What if the Homeric students and farmers outside of Nantes, Montreal, and Tokyo in the 1970s are our predecessors in this fight? Maybe even more than the famous Lip factory workers in Besançon who, in 1973, occupied their factory under the slogan “It’s possible: we produce, we sell, we pay ourselves”? What if André Leo, the legendary feminist of the Paris Commune, was right, that “socialism must win over the peasant as it has the worker”?
It is these propositions that Ross is asking us to consider. We don’t have to accept this all at once, in one fell swoop. To awaken a communal unconscious, it’s enough to notice just once: yes, the paysannerie might be backward, defunct, reactionary, even anachronistic. But they have also been fighting for everyone’s future. We don’t have to love them to defend them.
“Never again will paysans be on the side of the Versaillais,” Bernard Lambert proclaimed to huge crowds in 1973. But the issue isn’t whether Lambert is correct 50 years later. It’s whether we can turn Lambert’s statement around and see it for what it is today: a call for everyone else to stand beside him and say, Never again will we be on the side of the Versaillais against the paysans, either.
Though Ross never quite puts it this way, it is impossible to read The Commune Form and not entertain a profound hypothesis: Romantic pastoralism may raise dangers for the left; and yet, these dangers are equaled by our refusal to ever be moved by it.

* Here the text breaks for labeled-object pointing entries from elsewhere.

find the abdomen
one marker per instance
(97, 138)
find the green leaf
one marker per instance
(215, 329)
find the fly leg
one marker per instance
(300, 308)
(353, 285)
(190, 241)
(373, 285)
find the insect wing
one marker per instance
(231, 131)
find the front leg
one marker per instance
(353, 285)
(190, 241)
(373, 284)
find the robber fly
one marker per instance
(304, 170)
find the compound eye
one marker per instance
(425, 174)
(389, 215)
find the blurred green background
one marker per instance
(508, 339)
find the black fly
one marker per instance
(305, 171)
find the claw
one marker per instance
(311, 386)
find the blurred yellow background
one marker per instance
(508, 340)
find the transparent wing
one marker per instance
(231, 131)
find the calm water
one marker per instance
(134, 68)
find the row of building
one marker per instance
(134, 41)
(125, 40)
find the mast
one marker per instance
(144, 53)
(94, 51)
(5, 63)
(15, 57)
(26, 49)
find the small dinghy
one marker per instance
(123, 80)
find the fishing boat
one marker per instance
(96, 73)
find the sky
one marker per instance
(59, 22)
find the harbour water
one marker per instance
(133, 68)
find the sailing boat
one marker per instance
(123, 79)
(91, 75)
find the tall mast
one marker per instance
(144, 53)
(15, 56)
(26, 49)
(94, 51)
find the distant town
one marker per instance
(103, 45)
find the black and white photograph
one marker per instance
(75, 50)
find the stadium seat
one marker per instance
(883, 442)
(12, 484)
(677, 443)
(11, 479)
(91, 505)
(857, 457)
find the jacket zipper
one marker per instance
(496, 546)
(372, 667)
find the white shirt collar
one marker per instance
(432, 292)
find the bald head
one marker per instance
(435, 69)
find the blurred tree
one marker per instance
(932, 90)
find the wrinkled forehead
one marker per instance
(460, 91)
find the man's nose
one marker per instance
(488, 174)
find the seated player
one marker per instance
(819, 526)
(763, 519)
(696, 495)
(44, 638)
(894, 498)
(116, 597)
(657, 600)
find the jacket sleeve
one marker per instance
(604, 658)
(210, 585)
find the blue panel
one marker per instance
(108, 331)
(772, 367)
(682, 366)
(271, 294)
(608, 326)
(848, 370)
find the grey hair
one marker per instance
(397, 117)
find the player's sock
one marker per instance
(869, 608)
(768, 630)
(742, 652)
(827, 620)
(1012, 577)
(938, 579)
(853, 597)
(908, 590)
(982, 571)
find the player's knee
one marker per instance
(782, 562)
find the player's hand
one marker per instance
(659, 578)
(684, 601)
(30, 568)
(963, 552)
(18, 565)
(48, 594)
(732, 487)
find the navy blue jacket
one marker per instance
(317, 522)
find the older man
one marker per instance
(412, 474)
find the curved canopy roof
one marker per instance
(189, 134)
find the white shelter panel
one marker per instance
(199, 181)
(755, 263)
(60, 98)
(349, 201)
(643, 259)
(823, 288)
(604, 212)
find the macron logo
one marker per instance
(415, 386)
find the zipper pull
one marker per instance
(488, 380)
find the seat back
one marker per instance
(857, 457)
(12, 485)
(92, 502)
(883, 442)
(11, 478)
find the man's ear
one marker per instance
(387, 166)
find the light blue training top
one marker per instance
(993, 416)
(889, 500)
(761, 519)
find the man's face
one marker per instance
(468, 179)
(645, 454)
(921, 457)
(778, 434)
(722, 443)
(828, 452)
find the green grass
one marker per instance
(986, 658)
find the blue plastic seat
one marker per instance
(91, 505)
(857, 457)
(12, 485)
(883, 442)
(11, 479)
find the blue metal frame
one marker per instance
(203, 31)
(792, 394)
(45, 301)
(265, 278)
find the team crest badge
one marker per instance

Isn’t there something worth defending in the ZAD’s wooden gazebo? Isn’t the autonomy that is lived in a commune worth protecting, crepes and hay and all? John Frost, the British chartist who once led an armed uprising in Newport in 1839, revealed that reading the romantic poetry of Coleridge and Shelley made him a socialist. Was Frost really so off the mark? When Thomas Cole, at the exact same time, accused “improvement” in the Hudson Valley of bringing “a wantonness and barbarism scarcely credible in a civilized nation,” was there no truth to this, however mythical? “It is as ridiculous to yearn for a return to that original fullness” celebrated by romanticism, Marx wrote in the Grundrisse, “as it is to believe that with this complete emptiness history has come to a standstill. The bourgeois viewpoint has never advanced beyond this antithesis between itself and this romantic viewpoint, and therefore the latter will accompany it as legitimate antithesis up to its blessed end.”
This is a lesson forsworn by today’s left, but it is one we must not repress. So long as international airports are second homes for the bored and bourgeois, there will always be a kernel of truth in a voice that says “no.” We don’t need Narita and Mirabel, because we have something better: the seventh wonder of this whole world.
On this land, at this moment, with our perception of the past in sharpened focus, we need to keep our heads cool and common enemies in sight. Shields up.